Welcome to Confluence. Here’s what has our attention this week at the intersection of generative AI and corporate communication:
Insights from Our Annual Client Retreat
The Turing Trap
Sequoia’s Latest on Generative AI
Navigating the Question of Cost Versus Capability in LLMs
A Quick Prompt Design Tip
Insights from Our Annual Client Retreat
What we took away from our conversations with clients and a leading generative AI developer.
Last week, we hosted our annual client retreat. And, like last year when we hosted Wharton economist Dan Rock, generative AI was once again an area of focus. This year, we welcomed Dean Thompson from Eloquence AI, a leading AI developer and collaborator for our firm.

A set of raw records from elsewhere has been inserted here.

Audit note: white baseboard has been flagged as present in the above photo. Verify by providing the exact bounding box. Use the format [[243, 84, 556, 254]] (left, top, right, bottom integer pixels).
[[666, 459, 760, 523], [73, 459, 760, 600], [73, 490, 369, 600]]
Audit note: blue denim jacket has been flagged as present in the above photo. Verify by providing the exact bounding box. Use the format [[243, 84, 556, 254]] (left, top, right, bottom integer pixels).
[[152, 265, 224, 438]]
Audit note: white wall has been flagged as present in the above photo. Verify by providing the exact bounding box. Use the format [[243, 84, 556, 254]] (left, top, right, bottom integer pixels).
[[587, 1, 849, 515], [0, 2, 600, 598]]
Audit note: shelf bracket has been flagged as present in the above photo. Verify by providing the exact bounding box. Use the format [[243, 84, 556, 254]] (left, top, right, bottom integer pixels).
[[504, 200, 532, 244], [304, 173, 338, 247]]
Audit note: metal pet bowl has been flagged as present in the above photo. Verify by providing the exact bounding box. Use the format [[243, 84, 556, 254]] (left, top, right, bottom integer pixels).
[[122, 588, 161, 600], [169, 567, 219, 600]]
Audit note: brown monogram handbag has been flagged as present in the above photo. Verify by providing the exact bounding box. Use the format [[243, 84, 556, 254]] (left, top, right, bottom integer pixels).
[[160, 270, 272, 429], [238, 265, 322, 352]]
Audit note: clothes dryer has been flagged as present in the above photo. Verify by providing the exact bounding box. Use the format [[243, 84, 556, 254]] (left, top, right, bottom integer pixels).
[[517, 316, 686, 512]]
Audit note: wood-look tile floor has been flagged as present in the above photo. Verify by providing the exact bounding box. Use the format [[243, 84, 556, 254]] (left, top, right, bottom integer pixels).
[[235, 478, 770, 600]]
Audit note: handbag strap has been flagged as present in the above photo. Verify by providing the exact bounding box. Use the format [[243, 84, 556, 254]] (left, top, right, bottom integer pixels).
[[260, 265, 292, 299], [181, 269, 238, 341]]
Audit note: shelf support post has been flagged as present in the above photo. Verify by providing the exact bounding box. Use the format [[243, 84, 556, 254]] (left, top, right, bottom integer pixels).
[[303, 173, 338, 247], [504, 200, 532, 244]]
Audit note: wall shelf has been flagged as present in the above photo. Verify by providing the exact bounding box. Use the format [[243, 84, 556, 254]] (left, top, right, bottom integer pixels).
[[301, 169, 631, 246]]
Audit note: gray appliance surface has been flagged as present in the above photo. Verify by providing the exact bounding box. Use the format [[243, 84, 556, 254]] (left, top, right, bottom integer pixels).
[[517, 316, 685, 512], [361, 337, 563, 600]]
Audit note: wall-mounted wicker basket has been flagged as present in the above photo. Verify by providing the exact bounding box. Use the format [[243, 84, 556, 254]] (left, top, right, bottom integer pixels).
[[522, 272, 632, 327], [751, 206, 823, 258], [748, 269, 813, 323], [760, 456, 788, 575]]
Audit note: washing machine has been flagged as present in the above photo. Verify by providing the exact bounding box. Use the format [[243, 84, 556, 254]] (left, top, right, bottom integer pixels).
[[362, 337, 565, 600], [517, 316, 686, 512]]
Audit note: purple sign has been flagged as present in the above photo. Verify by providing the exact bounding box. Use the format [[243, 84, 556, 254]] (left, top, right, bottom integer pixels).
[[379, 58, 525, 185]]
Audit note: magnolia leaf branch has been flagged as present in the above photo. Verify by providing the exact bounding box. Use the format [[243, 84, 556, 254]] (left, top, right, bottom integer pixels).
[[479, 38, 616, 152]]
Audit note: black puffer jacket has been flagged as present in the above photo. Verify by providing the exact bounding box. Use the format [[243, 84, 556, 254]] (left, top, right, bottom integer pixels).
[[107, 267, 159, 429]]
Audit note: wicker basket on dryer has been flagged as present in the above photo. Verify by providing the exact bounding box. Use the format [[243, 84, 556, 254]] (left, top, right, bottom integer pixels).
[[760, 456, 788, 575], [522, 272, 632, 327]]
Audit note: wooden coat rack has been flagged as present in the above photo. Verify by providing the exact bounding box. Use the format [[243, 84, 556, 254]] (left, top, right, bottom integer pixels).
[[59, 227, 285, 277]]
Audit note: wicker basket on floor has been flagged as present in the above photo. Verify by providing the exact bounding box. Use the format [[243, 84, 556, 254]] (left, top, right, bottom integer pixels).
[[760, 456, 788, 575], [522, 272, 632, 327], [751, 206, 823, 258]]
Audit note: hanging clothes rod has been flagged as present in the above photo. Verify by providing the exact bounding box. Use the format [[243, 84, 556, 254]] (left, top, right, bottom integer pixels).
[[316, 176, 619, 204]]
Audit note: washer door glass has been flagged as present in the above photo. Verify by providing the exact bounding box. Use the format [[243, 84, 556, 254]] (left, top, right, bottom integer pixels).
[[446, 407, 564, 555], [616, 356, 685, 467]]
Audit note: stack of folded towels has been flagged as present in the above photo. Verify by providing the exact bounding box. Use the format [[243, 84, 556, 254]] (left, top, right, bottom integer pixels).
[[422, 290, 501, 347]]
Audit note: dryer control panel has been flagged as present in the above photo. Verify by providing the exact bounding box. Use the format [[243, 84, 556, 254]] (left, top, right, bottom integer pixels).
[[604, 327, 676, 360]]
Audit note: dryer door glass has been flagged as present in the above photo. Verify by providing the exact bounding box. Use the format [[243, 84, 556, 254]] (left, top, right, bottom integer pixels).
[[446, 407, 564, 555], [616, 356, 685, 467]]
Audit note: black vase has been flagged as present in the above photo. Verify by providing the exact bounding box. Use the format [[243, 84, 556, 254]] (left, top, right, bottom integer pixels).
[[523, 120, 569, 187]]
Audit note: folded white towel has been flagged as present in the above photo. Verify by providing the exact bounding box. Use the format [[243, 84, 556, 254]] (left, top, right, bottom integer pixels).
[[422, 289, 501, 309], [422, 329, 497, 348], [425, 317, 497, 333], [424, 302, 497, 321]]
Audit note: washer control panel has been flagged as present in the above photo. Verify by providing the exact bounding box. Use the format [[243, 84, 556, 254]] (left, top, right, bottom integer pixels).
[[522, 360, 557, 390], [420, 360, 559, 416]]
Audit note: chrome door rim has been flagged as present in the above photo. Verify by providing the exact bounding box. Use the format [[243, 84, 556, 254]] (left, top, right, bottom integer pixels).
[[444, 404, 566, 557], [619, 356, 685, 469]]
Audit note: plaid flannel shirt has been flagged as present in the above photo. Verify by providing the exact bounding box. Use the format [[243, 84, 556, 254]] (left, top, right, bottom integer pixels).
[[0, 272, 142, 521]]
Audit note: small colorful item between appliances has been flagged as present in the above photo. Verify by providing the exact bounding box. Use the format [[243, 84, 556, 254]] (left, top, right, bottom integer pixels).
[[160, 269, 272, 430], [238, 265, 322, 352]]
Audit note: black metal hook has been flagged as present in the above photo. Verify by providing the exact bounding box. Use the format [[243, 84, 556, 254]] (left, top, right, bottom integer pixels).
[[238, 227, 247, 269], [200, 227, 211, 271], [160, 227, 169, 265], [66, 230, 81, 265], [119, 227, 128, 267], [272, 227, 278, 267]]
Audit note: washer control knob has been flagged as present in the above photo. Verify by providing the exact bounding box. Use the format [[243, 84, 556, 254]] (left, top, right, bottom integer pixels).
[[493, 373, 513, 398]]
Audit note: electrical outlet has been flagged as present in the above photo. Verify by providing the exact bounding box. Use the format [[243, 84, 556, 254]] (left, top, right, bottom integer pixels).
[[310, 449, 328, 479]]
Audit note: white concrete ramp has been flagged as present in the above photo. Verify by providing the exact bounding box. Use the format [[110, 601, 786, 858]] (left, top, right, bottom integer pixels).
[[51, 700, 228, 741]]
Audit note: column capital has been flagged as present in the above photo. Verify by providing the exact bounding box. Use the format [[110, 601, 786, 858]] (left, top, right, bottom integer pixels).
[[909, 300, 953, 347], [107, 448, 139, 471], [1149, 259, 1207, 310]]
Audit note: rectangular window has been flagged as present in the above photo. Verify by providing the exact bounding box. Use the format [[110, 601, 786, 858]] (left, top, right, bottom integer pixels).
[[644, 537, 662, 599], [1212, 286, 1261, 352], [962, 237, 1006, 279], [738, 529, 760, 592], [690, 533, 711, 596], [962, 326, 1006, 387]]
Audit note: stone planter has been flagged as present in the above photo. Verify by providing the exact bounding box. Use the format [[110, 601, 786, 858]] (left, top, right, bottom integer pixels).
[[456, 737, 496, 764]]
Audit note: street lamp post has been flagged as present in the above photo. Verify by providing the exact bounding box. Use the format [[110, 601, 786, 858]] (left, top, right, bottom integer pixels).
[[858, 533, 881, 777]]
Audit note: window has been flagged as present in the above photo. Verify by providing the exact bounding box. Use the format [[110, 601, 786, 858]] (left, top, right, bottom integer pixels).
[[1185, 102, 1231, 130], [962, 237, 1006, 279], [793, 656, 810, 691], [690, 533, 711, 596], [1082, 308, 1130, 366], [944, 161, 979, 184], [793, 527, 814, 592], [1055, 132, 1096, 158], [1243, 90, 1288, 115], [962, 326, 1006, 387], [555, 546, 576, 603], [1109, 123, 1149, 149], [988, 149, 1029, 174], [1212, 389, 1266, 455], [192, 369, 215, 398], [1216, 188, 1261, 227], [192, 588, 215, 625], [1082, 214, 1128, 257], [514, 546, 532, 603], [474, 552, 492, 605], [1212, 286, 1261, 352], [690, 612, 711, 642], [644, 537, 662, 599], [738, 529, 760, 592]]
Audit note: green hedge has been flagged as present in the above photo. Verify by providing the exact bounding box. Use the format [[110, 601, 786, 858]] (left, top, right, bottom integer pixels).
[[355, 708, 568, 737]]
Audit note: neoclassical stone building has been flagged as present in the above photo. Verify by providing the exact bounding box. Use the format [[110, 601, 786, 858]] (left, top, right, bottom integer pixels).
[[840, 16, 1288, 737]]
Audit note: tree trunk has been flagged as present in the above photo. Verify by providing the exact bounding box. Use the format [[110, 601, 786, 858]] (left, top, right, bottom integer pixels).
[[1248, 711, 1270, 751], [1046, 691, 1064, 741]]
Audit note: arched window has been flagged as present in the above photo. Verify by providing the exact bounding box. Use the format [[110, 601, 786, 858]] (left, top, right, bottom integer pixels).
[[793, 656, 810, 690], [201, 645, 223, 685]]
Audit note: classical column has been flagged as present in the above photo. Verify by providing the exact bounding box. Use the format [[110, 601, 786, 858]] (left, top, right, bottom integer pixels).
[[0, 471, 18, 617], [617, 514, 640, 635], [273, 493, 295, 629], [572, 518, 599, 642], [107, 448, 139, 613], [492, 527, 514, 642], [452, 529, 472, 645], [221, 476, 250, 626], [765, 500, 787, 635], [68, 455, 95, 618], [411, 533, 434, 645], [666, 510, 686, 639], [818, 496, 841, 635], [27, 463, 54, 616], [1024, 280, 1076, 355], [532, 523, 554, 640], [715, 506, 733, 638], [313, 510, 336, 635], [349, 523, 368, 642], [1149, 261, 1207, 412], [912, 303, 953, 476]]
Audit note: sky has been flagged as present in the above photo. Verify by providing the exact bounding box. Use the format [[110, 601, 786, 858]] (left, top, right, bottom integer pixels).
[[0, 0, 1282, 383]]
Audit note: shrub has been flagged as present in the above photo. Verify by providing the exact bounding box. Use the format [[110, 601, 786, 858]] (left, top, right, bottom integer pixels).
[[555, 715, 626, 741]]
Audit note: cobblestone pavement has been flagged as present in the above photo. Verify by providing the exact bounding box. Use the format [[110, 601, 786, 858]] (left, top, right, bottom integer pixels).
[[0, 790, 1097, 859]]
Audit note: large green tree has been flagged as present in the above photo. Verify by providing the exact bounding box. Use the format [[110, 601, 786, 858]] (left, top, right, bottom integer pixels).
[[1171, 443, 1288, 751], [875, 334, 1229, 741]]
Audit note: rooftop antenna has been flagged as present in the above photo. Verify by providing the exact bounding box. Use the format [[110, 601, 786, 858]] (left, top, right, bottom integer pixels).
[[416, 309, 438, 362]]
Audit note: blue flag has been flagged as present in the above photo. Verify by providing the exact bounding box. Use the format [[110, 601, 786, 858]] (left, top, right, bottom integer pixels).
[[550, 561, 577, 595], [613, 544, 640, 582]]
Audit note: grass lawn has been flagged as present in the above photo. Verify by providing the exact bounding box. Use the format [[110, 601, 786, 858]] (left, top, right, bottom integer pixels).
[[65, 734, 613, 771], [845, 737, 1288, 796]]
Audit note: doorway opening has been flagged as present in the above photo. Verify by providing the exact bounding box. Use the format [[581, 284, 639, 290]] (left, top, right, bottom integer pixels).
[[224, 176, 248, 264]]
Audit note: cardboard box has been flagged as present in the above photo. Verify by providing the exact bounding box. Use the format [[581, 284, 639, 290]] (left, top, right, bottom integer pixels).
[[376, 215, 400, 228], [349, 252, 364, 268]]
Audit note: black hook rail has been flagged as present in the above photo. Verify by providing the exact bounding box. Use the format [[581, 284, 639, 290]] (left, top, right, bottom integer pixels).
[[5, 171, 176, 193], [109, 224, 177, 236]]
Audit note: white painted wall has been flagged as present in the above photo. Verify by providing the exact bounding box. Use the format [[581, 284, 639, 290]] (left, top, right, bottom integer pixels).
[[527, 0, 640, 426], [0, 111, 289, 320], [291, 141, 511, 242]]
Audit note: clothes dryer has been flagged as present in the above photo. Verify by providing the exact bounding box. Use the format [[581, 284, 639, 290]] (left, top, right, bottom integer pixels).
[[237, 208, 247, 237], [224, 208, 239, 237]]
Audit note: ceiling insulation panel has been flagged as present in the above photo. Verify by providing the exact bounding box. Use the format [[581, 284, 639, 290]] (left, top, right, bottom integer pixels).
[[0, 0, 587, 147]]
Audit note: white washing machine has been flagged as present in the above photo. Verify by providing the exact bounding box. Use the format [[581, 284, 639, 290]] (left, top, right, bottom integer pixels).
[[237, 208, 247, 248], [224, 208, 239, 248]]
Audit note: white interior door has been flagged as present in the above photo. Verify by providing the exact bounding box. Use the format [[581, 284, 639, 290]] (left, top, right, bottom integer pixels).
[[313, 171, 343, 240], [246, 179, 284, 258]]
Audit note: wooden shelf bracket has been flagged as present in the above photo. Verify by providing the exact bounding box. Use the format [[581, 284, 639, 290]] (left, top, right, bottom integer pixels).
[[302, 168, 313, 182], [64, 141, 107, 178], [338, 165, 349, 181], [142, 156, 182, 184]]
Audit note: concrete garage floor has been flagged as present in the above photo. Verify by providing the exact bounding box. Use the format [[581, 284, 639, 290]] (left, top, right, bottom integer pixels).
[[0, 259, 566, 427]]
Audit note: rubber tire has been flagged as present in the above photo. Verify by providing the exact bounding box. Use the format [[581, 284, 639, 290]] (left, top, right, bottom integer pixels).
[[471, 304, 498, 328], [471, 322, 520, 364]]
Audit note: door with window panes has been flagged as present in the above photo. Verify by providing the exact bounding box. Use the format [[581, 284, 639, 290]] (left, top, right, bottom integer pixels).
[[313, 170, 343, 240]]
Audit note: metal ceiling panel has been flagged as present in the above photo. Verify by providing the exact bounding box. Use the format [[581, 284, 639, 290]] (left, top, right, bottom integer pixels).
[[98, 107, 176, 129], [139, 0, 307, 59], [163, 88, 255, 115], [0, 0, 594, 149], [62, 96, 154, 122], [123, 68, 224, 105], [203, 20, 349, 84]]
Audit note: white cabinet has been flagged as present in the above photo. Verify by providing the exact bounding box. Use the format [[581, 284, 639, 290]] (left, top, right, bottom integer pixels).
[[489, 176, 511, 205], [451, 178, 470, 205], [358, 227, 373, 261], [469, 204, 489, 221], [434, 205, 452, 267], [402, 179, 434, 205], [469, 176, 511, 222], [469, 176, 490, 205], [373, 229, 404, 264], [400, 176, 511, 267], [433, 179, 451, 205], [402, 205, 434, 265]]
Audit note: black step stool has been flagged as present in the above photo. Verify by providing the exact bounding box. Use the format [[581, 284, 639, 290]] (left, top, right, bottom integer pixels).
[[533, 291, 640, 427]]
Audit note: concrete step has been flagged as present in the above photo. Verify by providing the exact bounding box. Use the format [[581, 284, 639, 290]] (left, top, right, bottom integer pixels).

Throughout the week we learned much from Dean about not only the current state of generative AI and its applications, but where we go from here. While we’ve previously shared some of what we’ve learned from Dean, we want to share new insights from the past week.
When individuals and organizations start using generative AI, they shouldn’t expect immediate return on the investment. There is going to be trial and error, and people will need the space to experiment, learn, and define use cases without expecting immediate and obvious returns. Although this process may seem inefficient in the short term, it lays the foundation for substantial long-term value and innovation.
Communication professionals, and those with expertise in human interaction, will need to play a role in developing generative AI applications. Interacting with generative AI is much more like interacting with a human than with a computer program. If we want these applications to be useful to people, we need to involve those who understand how to work with and communicate with people in the development process.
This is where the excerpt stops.